What is the church all about?

Alex Brito, Mosaic Multicultural Church

 

Transcript

What comes to mind when you hear the word “church?” For a lot of people, church is an old, cold building with a few old, cold people inside it!

I want to challenge two big assumptions people make straight away. Firstly, people often think that church is about the buildings, when it’s actually about the people.

Secondly, people often often think that church is irrelevant and outdated, when it’s actually a picture of the future and it could not be more relevant to life today.

So, what is the church? The church is simply another word for Christians - it’s the name given to all those who trust in Jesus for salvation and who have his Holy Spirit helping them to follow him.

But being a Christian isn’t a solo sport; it’s a team game. Because God is a relational God, his people are relational people. So when the Bible describes the church, it speaks in terms of relationships.

So, church is a family. God is our heavenly Father who has adopted us into his family, just as human parents might adopt a child. Christians are not just individual people who happen to follow Jesus: they are brothers and sisters who are united together with one another because they are part of the same spiritual family.

It seems as if the world is getting more tribal. Politics is getting more hostile and divided. But God’s vision for the church cuts across all of the divisions that we put up between one another. Our age, our race, our class, our gender - the church is a place where every sort of person is gathered together in unity, even in their diversity. It is a beautiful thing to see people from many different backgrounds drawn together because the thing that united them - their faith in Jesus - is bigger than the things that used to divide them.

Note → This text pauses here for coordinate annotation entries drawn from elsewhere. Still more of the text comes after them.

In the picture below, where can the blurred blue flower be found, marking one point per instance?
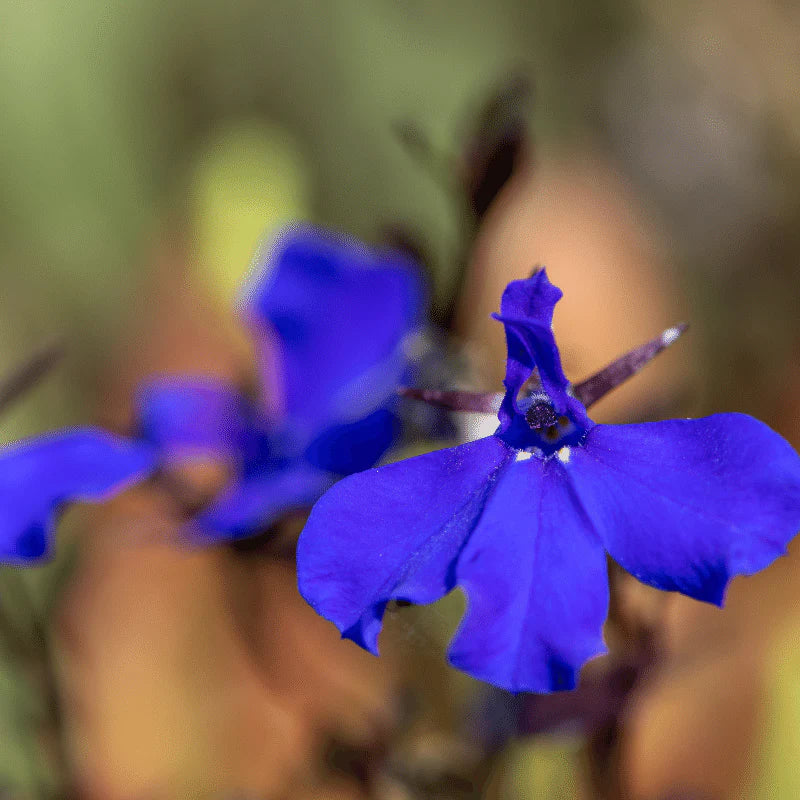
(40, 475)
(331, 320)
(522, 520)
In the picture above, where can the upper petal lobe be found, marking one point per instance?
(341, 312)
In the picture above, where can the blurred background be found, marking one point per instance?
(649, 156)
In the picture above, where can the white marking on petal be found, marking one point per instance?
(669, 336)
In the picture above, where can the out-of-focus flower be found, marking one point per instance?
(40, 475)
(522, 520)
(332, 321)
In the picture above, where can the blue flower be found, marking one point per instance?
(331, 320)
(40, 475)
(522, 520)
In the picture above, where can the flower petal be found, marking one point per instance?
(254, 502)
(341, 312)
(534, 573)
(39, 475)
(526, 311)
(187, 417)
(685, 505)
(354, 446)
(394, 533)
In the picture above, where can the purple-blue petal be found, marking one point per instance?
(534, 573)
(526, 311)
(685, 505)
(250, 504)
(189, 417)
(354, 446)
(39, 475)
(394, 532)
(341, 311)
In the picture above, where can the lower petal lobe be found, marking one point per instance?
(40, 475)
(535, 578)
(685, 505)
(394, 533)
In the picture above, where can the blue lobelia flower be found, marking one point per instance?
(331, 320)
(522, 520)
(40, 475)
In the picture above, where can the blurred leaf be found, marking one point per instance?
(777, 772)
(248, 181)
(499, 144)
(542, 768)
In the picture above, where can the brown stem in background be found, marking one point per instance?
(27, 374)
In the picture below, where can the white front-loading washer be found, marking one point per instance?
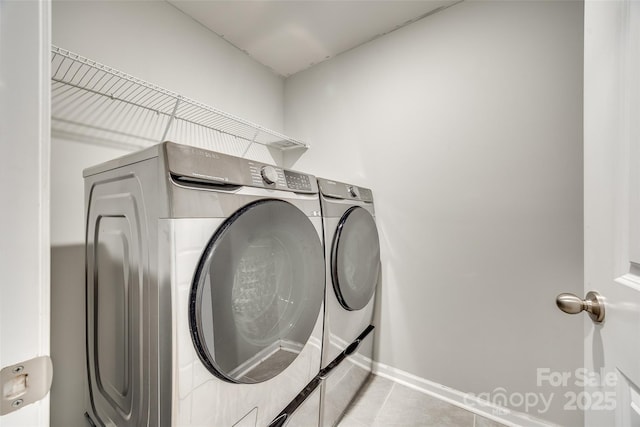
(352, 254)
(204, 289)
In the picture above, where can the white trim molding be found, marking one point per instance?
(455, 397)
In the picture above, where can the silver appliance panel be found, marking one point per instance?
(257, 292)
(195, 165)
(341, 190)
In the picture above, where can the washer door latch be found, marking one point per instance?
(24, 383)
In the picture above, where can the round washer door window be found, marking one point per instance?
(355, 259)
(257, 292)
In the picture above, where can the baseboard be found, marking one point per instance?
(465, 401)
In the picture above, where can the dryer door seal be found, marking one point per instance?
(257, 292)
(355, 259)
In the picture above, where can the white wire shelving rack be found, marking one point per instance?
(95, 103)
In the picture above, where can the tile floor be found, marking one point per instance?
(384, 403)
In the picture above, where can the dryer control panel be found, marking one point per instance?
(192, 164)
(341, 190)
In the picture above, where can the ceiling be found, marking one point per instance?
(290, 36)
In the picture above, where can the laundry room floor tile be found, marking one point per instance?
(384, 403)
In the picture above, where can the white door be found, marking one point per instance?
(24, 191)
(612, 212)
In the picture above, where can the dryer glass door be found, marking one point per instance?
(257, 292)
(355, 259)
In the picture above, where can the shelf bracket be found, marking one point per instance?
(253, 140)
(171, 118)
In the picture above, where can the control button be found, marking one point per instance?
(269, 174)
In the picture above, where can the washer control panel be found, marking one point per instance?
(204, 167)
(341, 190)
(298, 181)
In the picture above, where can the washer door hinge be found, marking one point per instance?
(24, 383)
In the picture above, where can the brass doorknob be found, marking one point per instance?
(593, 303)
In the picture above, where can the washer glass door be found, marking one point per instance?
(355, 259)
(257, 292)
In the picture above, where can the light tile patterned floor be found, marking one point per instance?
(384, 403)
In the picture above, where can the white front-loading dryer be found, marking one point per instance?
(205, 286)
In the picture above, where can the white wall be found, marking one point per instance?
(468, 127)
(24, 185)
(154, 41)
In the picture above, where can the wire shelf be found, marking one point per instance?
(96, 103)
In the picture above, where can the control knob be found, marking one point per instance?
(269, 174)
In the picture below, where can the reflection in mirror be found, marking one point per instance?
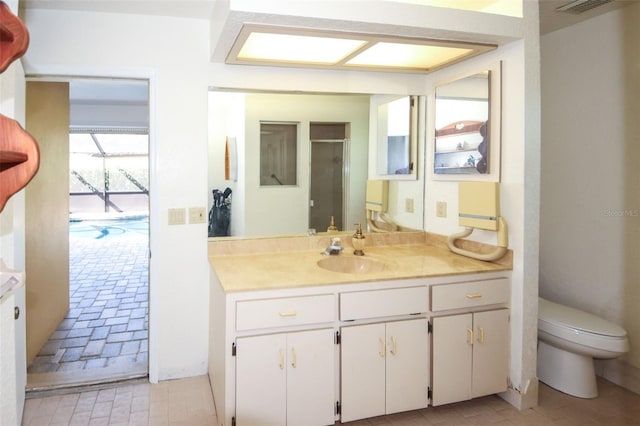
(331, 128)
(396, 137)
(278, 148)
(466, 143)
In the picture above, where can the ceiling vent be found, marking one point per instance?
(580, 6)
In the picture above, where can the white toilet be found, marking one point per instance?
(568, 341)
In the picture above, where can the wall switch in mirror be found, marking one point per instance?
(408, 205)
(177, 216)
(197, 215)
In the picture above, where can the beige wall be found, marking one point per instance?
(47, 213)
(590, 226)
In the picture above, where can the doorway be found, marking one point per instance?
(103, 336)
(328, 175)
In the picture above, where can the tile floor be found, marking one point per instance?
(107, 323)
(188, 402)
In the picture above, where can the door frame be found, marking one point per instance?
(69, 73)
(345, 176)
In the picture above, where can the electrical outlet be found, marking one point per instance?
(177, 216)
(197, 215)
(408, 205)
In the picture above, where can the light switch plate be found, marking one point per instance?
(408, 205)
(197, 215)
(177, 216)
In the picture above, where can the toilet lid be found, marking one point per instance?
(574, 318)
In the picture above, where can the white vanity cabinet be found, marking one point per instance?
(314, 355)
(286, 378)
(384, 368)
(384, 365)
(470, 355)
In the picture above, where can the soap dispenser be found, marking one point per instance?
(332, 226)
(358, 241)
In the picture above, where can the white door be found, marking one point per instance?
(407, 362)
(363, 354)
(311, 378)
(261, 380)
(452, 343)
(490, 352)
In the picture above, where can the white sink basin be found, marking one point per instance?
(351, 265)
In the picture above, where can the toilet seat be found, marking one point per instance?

Of course, no family is perfect. Just as brothers and sisters sometimes argue with one another, sadly the church has not always been as united as it should be. You may have experienced churches where judgment and hypocrisy seem more prevalent than holiness, grace, and hospitality. I’m sorry if that’s the case. We haven’t always lived up to God’s perfect vision for what the church should be.

That’s why we keep meeting together. We meet to confess our sins before God, to hear the good news of Jesus and the forgiveness from sin that we have in him. We praise and pray to God, and we hear from the Bible what it looks like to follow Jesus today. The church is where we gather in unity, despite all of our differences, to grow more into the people God intends for us to be.